I had written a couple of weeks ago about some EqualLogic madness I was experiencing with a PS4000 array that we had installed for a customer earlier this year. Because they needed additional performance and capacity, the customer got an additional array, and once we had that in the group we were able to evacuate the data from the first one (we’ll call it EQL-01) and bring it back to our office for testing.
When we brought the array back to the office, it needed to be re-initialized since it was no longer part of a group. Much my consternation, I got the array initialized and found that all of the drives were either online or marked as spares. This was not what I was hoping to see. Fortunately, after running a few tests, we were able to reproduce the error. Here were the steps we took. Please note that it is never recommended that you reseat drives or pull controllers in the fashion described below. This was a blank array with known good disks. Don’t try this at home or in a production environment!
The array begins with drives 0-13 online in a RAID-50 configuration, running on controller 1. Drives 14 and 15 have been marked as hot spares. Drive 15 is the drive that has previously disappeared.
1. Remove drive 0 (active drive), causing the array to bring drive 14 (hot spare) online and leaving one hot spare (drive 15)
2. Remove drive 4 (active drive), causing the array to attempt to bring drive 15 (hot spare) online. Drive 15 vanishes from the group manager and the LEDs on the drive turn off.

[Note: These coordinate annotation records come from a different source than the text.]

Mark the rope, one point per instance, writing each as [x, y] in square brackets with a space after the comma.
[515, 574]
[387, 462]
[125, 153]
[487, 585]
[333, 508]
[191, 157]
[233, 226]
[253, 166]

At this point, we attempted to reseat drive 15. Under normal circumstances, this would mark the drive as a hot spare, but nothing happened…except that the reporting logs indicated that the drive had been removed and then reinserted. Yet there was no drive there. We suspected the controller might be at fault, so we pulled controller 1, forcing an emergency failover to controller 0, but the drive didn’t come back, so we rebooted. Since controller 1 was not physically attached to the array, the unit was forced to boot with controller 0.
Once the array rebooted, drive 15 suddenly reappeared, ready to go as a hot spare. We reinserted controller 1 and rebooted the array again, which booted to controller 1 this time, and drive 15 vanished. Sounds like a problem with the controller. I got on the phone with Dell and was able to get a replacement controller (it turns out that when the case has been open for three weeks, they give you what you want pretty quickly). The controller showed up the next day, and after shutting down the array, replacing the controller (and remembering to move the flash memory from the original controller to the replacement controller), and booting the array back up, all the drives came back online.
Ultimately, it looks like this entire problem was the result of a controller going bad. Now if we can just get it so that we stop dropping disks on the arrays we order (we’ve lost somewhere between 8 to 12 disks across 4 arrays now) we should be all set.